Born into Slavery

scott_joyce_graffiti_harriet.jpg

Joyce J. Scott’s Graffiti Harriet (2017) was installed at Grounds for Sculpture, Hamilton Township, New Jersey, from October 20, 2017 to April 1, 2018. The artist intended the fifteen-foot statue of soil, clay, straw, beads and found objects to disappear (dissolve under the winter and spring weather conditions) over the course of the exhibition. All that remained was the gun and beads. Source: Bryan Anselm for the New York Times, January 4, 2018

“I think slavery is the next thing to hell. If a person would send another into bondage, he would, it appears to me, be bad enough to send him into hell, if he could.”

Araminta “Minty” Ross was born into slavery in 1822 on the Eastern Shore of Maryland, to Ben Ross and Harriet “Rit” Green. The middle child, Minty had four older siblings (Linah, Mariah Ritty, Soph, and Robert) and four younger siblings (Ben, Rachel, Henry, and Moses). Owned by Mary Pattison Brodess and Anthony Thompson, Araminta was born on the Thompson plantation along the Blackwater River in Dorchester County, where both of her parents were enslaved. Although Ben Ross would be manumitted in 1840 at the death of Anthony Thompson, his children remained slaves due to Rit’s enslaved status. In 1823-24, Mary’s son Edward Brodess moved to his own property near Bucktown, Maryland, bringing with him Rit and the Ross children, separating them from their father.[1]

From the age of six until she was twenty-seven (1828-1849), Edward Brodess hired out Minty as a weaver, domestic, field hand, dockworker, and lumberjack. Around the age of twelve, a plantation overseer nearly killed Minty when he threw a two-pound iron weight at her head, missing his intended target of another enslaved person. The effects of the blow to the head disabled Minty for the rest of her life.[2]

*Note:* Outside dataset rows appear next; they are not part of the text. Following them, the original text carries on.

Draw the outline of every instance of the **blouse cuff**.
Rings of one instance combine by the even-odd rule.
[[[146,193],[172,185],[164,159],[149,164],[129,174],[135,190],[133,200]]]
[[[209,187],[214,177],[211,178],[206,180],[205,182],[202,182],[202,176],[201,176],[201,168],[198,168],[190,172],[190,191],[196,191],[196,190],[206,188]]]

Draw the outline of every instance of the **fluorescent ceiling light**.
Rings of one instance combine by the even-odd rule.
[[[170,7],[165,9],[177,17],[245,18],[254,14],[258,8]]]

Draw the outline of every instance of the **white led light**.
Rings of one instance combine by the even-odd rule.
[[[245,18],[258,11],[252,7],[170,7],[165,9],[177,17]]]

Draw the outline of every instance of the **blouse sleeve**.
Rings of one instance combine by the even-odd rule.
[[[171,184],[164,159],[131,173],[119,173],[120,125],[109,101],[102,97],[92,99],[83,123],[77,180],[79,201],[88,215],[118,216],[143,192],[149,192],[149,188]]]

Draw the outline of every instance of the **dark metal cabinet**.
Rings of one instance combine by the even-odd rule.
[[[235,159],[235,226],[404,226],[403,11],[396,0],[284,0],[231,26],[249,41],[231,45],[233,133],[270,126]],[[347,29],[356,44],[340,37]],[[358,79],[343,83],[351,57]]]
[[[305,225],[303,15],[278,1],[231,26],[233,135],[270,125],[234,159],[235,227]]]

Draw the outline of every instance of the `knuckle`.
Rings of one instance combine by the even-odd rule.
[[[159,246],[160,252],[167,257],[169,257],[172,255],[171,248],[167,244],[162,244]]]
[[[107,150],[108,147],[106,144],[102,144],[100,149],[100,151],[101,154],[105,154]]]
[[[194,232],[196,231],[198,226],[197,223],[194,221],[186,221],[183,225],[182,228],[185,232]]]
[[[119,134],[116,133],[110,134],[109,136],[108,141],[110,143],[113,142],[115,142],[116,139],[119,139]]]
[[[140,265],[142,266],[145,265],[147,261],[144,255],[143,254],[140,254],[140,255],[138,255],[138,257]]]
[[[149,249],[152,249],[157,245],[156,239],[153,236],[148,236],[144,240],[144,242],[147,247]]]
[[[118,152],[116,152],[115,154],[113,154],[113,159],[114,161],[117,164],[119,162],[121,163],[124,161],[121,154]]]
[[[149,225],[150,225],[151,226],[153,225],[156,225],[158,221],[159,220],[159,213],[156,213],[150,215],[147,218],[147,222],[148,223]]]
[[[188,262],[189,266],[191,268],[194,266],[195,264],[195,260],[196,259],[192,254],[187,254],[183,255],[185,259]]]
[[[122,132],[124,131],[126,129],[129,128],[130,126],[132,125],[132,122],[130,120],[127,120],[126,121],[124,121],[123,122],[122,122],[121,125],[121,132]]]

Historian Kate Clifford Larson suggests that the adult Harriet Tubman likely suffered from temporal lobe epilepsy (TLE) due to the injury. She writes: “the bright lights, colorful auras, disembodied voices, states of tremendous anxiety and fear alternating with exceptional hyperactivity and fearlessness, and dreamlike trances while appearing to be conscious, followed by the episodes of overwhelming and crippling fatigue that Tubman experienced, are classic symptoms of temporal lobe epilepsy.”[3] Despite bouts of illness, visions, and intense headaches due to the head injury, Minty continued to labor within the dehumanizing system of slavery on Maryland’s Eastern Shore. 

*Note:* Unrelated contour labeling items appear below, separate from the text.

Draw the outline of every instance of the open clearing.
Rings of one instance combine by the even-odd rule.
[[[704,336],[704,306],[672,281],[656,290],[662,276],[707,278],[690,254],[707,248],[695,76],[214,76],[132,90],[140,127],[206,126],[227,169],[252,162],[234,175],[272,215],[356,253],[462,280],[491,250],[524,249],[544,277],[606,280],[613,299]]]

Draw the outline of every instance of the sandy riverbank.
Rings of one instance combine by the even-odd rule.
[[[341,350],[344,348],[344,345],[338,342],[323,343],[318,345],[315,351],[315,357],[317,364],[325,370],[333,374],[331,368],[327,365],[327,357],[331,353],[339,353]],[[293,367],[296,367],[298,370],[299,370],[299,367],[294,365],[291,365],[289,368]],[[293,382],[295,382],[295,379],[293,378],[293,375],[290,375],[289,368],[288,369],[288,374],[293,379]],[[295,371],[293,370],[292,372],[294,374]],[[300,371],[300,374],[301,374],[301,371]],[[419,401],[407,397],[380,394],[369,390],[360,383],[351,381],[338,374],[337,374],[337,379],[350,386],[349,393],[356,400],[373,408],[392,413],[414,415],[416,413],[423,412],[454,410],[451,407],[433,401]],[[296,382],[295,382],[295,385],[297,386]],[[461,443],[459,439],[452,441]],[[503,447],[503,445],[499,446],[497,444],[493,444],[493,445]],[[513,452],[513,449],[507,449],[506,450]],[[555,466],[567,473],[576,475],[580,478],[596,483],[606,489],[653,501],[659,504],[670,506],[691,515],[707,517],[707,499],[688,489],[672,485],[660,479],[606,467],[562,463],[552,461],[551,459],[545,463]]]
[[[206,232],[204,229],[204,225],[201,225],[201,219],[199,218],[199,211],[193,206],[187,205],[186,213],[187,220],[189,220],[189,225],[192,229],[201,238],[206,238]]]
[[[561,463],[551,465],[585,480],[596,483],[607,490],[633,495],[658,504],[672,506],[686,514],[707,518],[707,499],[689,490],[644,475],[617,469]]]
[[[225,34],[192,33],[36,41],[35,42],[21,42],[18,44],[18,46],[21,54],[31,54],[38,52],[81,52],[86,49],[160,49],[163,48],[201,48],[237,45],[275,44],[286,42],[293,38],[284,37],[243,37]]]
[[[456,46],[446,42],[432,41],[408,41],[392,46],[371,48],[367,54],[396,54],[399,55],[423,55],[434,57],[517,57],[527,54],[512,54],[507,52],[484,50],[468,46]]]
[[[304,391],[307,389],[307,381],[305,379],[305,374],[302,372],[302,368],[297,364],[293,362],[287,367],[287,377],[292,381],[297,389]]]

Quotation: Harriet Tubman to Benjamin Drew. Published in Drew’s North-Side View of Slavery (1856), page 30.

References

[1]Kate Clifford Larson, Bound for the Promised Land: Harriet Tubman, Portrait of an American Hero (New York: Ballantine, 2004), 16-35; Catherine Clinton, Harriet Tubman: The Road to Freedom (Boston: Little, Brown, 2004), 3-14; and Beverly Lowry, Harriet Tubman: Imagining a Life (New York: Doubleday, 2007), 23-46.

[2]Larson, Bound for the Promised Land, 36-43 and 55-72; Clinton, Harriet Tubman, 15-24; and Lowry, Harriet Tubman, 77-92.

[3]Larson, Bound for the Promised Land, 43-44.